Which other distros would you recommend for this use case?

Thanks in advance.

65 comments
  • Since tech illiterate people don't really care what's under the hood as long as it works, I would choose anything with Cinnamon desktop: Gnome is a little alien for newcomers, KDE and XFCE are far too easy to screw up if you don't know what you're doing.
    If Mint doesn't work well with you I would suggest either LMDE, stock Debian or the Fedora Cinnamon spin (in this order of priority)

    • I would love if there was an atomic Cinnamon spin. Fedoras Atomic Budgie version gets close but I think I still prefer god old Mint Cinnamon. There is hardly stuff to simply break anyhow.

      • Yeah I have zero experience with atomic distros so I don't feel like suggesting those, but I have seen good comments in this thread about those as well

  • If you(they) don’t mind having outdated software Debian stable might be worth looking into. Otherwise there are immutable distros which are very hard to fuck up, and even if you do there is the option to rollback to the previous version. I’d recommend Aurora or Fedora (fedora doesn’t include some proprietary stuff like some codecs so if you need that it’s probably better to use Aurora).

    Linux Mint also has a version based on Debian stable, LMDE, which is could also be an option. It’s not as stable as Debian as it adds its own stuff but has the out of the box experience.

    As general advice I’d suggest using less packages and more flatpaks as a faulty flatpak update can only break that flatpak, not your system. For packages be sure to disable online updates, meaning you have to reboot to apply them. This isn’t as convenient but if stability is that important to you I’d go for it

  • FWIW, you can install Win11 on unsupported hardware with a pretty easy registry edit to bypass the TPM check. I did it for my mom's PC that lives 600 miles away from me, thus far with no issues.

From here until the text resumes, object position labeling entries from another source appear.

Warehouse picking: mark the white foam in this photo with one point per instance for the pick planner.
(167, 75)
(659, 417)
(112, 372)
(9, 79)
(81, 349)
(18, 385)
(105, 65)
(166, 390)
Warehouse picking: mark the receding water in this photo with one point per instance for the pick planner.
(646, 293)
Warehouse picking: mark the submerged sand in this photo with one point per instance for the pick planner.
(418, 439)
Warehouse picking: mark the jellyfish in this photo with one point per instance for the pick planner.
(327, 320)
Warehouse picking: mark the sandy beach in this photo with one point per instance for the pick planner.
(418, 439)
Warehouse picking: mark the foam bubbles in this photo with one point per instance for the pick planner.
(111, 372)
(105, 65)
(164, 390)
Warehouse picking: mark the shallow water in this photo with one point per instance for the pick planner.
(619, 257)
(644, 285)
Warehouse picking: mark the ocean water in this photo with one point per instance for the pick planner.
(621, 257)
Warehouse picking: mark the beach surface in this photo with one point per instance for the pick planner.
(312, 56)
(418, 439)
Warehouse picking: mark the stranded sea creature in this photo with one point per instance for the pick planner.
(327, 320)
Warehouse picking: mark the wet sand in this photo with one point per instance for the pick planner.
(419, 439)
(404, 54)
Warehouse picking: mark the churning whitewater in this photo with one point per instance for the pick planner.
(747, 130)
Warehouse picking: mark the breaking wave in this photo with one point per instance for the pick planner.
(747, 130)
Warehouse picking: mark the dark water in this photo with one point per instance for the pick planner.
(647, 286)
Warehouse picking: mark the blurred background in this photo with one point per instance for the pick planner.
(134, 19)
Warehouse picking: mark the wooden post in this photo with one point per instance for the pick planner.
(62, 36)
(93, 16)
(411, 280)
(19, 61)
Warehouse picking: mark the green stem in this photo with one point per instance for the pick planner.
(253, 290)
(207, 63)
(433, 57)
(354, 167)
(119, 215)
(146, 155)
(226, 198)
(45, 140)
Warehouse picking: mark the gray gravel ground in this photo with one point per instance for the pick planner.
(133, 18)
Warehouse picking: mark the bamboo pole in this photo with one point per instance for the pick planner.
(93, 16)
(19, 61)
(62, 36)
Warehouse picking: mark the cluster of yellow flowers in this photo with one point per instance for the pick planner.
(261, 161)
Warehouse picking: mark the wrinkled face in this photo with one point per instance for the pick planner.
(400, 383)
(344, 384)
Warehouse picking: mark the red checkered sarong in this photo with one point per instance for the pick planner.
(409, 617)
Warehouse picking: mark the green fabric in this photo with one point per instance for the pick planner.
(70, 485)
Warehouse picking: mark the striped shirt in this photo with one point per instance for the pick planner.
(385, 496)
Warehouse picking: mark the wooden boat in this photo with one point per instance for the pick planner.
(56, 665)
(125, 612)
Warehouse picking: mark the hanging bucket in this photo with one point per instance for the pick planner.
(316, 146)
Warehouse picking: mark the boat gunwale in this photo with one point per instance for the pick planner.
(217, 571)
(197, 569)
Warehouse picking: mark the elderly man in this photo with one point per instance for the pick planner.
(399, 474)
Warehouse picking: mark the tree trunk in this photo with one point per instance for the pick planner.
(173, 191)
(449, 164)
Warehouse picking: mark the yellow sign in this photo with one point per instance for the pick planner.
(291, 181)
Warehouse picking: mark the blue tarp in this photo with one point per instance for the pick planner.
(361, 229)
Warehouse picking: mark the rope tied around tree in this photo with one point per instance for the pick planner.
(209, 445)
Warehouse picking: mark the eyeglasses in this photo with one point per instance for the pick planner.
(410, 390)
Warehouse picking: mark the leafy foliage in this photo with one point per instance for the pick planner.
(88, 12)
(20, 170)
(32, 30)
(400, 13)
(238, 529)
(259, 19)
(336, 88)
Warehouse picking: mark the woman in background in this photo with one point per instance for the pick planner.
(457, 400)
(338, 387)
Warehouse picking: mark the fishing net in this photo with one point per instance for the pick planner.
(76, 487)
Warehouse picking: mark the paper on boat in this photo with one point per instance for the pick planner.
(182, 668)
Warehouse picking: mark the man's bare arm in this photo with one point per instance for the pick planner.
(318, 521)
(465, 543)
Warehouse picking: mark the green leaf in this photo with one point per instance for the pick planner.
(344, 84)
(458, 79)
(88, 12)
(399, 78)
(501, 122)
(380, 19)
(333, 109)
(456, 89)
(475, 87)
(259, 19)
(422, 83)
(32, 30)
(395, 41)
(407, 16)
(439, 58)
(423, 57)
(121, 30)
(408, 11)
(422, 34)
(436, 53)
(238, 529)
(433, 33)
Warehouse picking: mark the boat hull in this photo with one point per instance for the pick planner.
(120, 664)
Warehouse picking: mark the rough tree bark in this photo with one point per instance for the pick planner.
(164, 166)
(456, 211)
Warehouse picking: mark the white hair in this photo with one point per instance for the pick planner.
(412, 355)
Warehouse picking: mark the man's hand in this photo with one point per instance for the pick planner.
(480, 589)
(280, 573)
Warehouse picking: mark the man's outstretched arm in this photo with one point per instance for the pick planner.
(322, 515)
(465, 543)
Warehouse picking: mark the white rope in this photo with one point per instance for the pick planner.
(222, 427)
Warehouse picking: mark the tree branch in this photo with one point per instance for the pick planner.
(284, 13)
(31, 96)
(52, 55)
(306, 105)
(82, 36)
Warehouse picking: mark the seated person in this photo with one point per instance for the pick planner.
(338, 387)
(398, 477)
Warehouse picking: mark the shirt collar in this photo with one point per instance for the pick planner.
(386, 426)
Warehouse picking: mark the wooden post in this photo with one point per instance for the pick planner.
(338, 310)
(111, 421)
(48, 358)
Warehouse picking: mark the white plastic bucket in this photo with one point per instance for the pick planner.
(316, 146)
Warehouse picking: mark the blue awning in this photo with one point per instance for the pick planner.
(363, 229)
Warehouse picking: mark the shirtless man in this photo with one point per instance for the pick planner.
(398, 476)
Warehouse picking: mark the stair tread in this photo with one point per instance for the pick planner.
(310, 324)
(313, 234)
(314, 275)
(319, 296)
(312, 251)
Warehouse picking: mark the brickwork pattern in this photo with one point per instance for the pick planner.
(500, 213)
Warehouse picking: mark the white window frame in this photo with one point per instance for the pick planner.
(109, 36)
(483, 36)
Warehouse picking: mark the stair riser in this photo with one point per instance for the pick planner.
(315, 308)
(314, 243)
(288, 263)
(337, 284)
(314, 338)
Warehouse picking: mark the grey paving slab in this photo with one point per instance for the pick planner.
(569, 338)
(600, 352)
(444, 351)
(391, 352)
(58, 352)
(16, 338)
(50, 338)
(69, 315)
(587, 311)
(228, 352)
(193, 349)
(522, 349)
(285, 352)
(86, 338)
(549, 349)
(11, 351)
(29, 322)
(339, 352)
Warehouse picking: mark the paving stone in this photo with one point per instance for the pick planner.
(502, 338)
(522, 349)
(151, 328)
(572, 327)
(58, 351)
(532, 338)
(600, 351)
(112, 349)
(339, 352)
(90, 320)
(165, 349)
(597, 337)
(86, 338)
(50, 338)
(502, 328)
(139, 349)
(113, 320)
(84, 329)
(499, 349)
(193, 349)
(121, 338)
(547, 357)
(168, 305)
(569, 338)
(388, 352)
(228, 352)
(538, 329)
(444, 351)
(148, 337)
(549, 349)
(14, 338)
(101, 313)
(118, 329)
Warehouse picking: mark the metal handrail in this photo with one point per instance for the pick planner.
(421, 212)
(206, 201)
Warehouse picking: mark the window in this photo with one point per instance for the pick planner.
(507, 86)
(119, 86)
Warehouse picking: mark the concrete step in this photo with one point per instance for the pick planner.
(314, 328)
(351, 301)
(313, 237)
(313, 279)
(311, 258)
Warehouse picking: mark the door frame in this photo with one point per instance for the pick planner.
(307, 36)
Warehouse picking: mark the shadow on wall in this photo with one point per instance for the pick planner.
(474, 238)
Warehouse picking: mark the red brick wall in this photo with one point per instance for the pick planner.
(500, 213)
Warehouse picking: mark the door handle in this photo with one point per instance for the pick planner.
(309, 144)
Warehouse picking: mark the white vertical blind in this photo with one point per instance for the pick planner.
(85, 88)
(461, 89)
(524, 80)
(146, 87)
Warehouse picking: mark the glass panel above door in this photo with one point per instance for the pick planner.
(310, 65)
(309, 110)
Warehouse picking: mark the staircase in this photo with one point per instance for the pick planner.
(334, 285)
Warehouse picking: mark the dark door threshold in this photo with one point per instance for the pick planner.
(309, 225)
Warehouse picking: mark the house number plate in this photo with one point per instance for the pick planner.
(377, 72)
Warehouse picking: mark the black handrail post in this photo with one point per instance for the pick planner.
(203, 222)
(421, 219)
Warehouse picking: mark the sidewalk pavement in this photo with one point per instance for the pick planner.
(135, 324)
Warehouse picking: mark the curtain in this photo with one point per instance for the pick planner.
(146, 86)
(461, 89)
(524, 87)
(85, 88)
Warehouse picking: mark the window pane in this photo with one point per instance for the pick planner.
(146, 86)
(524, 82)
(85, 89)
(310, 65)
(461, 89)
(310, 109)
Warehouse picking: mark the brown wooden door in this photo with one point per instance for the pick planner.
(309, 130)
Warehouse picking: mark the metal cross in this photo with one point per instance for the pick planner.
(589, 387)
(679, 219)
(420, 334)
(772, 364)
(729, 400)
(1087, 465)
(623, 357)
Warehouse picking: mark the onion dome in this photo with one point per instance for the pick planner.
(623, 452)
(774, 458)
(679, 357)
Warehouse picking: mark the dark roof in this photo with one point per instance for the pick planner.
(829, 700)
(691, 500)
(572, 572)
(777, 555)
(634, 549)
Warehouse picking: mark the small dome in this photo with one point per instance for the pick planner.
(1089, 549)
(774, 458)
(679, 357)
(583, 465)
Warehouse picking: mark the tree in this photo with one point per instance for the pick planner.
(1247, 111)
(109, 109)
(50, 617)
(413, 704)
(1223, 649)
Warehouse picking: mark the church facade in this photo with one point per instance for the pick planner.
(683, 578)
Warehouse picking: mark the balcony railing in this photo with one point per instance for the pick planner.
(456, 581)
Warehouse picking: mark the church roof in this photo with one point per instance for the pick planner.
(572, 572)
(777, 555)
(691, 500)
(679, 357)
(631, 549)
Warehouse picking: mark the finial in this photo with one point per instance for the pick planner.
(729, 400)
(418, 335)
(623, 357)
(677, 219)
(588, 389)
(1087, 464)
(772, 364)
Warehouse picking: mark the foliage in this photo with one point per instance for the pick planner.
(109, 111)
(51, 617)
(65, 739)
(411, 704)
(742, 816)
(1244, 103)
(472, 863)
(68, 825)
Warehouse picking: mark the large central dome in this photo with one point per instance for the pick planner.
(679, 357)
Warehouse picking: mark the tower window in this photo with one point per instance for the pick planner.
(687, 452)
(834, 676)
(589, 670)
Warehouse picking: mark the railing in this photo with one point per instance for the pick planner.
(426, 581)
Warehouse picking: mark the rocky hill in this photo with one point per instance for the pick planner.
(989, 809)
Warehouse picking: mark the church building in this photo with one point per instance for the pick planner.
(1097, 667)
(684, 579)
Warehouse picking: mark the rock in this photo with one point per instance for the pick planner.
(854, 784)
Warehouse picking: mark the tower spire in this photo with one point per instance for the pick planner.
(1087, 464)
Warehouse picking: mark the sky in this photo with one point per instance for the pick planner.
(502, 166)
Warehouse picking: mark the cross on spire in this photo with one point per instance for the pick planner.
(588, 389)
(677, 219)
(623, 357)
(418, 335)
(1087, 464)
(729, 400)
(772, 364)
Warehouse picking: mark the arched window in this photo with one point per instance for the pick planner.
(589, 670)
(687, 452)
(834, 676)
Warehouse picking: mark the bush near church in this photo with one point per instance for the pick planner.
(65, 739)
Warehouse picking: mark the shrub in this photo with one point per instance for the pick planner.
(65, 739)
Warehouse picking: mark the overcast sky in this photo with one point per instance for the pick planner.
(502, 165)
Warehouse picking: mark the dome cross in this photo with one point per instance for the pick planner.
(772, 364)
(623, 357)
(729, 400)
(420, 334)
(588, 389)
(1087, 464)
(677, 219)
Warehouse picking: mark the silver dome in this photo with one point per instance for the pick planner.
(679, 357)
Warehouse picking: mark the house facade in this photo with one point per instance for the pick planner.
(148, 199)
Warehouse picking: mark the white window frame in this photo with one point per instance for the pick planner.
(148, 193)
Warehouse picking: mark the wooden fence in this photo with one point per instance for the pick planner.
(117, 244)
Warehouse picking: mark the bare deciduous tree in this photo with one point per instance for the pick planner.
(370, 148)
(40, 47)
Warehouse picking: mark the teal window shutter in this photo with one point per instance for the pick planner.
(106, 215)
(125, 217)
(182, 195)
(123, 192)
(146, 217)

    If it has to be Linux, I'd recommend something that's immutable and atomic on a platform you're familiar with so as to prevent careless mistakes by technophobes.

    Ubuntu Core, Fedora Silverblue, MicroOS from openSUSE are all pretty stable and have rollback if something gets borked. Unfortunately, nothing is guaranteed to 'just work'. Good luck!

  • Maybe SpiralLinux? It's basically just Debian with a few twealks, but the btrfs+Snapper might come in handy if/when you need to do tech support.

  • I've never had Mint having dependencies issues, particularly when updating it. I don't know what you were doing, but I have put Mint in 20 laptops in the last 2 years (both on mine, and other people's), and no one, no one had a single issue like that. So I'd still suggest Mint.